"On est enfin matures", Jean-Jacques Burnel et The Stranglers le prouvent avec leur 18e album "Dark matters"

Le groupe est né en 1974 et a été totalement adopté dès le départ par le mouvement punk. Vous avez eu des débuts très difficiles, c’est-à-dire que les gens manifestaient dehors contre vous.

Oui. Il y a eu une année où beaucoup de gens ont été choqués par les grands titres, sans les écouter ou essayer de les comprendre.

À nos débuts, c’était un peu comme dans ‘Frankenstein’, tous les villageois se mettaient à la porte pour essayer de nous attaquer.

à franceinfo

Votre histoire est incroyable. Vous allez suivre vos parents, restaurateurs normands implantés en Angleterre. Vous avez vécu le racisme anti-français, quelque chose de très difficile à vivre à l’école.

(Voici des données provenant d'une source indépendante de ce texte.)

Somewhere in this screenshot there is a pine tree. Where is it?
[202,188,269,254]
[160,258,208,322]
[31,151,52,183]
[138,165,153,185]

À l’époque, à l’école primaire, la question était : “Que faisait ton papa pendant la guerre ? Il a levé les bras, n’est-ce pas ?” Tout le temps ce genre de choses, c’était un peu embêtant. Après, j’ai eu la chance de passer un concours et je suis allé à l’École royale. Là-bas, s’il y avait des malentendus entre les élèves, devant toute l’école avec des gants de boxe, on réglait les comptes et j’ai réalisé que ça m’arrangeait car je pouvais les battre.

Vous allez être attiré très vite par les arts martiaux et en même temps, une autre passion va avoir le dessus, c’est la guitare. C’est votre père qui vous encourage à vous y mettre.

Oui. Mon père, dans les années 1930, était cuistot sur la ligne française, The French line, entre Le Havre et l’Amérique du Sud, je crois. Il a découvert le tango en Argentine, il voulait donc à tout prix que j’apprenne la guitare espagnole. J’ai été forcé d’apprendre la guitare classique. Je ne le regrette pas maintenant, je dis ‘merci papa’, mais cela coïncidait avec le blues boom en Angleterre. Et dans le petit village où mes parents tenaient un restaurant, il y avait un petit pub qui faisait jouer des groupes et j’y ai vu Fleetwood Mac devant cinquante personnes.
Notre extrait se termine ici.